Chalkley "Chalk" Beeson with William Harris, co-owners of the Long Branch Saloon

==Notable patrons and events==
The saloon hosted many Old West characters including Clay Allison, Wyatt Earp, Doc Holliday, Frank Loving, Mysterious Dave, Charlie Bassett (town marshal), and brothers Ed, James, and Bat Masterson.

The saloon was the site of a gunfight on April 5, 1879, between Frank Loving and Levi Richardson. Loving accused Richardson of making disrespectful advances towards his wife, and the two got into an argument that turned into a gunfight across a table. Loving was grazed on the hand by one bullet; Richardson was shot three times and died. Town Marshal Bassett arrested Loving, but on April 7, a coroner′s inquest ruled that Loving had acted in self-defense and he was released without charges.

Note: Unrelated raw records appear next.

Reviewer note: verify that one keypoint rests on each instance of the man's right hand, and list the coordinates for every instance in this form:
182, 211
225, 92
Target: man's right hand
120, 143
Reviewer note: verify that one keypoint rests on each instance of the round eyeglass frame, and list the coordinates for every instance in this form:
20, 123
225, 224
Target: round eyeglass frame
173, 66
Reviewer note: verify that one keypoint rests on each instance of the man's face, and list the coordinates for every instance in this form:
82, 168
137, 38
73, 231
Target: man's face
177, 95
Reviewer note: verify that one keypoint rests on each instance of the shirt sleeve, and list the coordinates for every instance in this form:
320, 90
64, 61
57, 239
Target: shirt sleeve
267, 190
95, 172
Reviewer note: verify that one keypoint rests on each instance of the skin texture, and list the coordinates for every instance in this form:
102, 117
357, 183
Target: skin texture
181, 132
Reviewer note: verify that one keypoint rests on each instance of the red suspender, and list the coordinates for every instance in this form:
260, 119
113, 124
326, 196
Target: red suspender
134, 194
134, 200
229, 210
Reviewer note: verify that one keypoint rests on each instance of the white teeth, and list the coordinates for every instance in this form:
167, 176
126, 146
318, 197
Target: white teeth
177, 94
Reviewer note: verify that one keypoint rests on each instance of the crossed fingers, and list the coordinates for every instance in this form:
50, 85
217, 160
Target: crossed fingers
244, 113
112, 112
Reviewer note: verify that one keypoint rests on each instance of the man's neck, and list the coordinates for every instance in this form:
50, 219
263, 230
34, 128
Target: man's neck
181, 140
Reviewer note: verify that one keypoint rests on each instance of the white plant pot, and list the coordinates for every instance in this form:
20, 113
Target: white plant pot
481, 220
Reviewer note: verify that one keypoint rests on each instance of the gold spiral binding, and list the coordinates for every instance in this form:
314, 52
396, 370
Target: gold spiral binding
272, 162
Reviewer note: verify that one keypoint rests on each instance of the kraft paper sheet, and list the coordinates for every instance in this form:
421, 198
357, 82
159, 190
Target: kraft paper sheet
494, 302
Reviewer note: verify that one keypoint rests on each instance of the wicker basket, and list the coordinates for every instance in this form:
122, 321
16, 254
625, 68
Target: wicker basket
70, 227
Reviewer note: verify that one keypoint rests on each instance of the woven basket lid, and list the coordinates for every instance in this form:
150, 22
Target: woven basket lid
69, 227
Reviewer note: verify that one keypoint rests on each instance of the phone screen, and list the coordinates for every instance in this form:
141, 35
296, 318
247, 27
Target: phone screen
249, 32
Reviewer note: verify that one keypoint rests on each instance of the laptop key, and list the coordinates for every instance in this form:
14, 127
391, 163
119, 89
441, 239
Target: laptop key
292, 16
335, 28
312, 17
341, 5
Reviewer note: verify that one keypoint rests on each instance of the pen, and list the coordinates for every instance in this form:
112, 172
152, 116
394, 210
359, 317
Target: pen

Professional gambler and gunfighter Short's purchase of a partial interest in the saloon in 1883 was credited as one of the causes of the bloodless Dodge City War.

== In popular culture ==
A saloon of the same name was featured in the long-running radio and television drama, Gunsmoke. A new establishment named the Long Branch Saloon, largely based on the Gunsmoke series, was built as part of the modern Boot Hill Museum entertainment and exhibit complex in Dodge City. The exterior was modeled on period photographs of the original building, while the interior is consistent with period saloons of the era. It is furnished with an 1881 bar and two Golden Eagles on top of the back bar that were once owned by Beeson.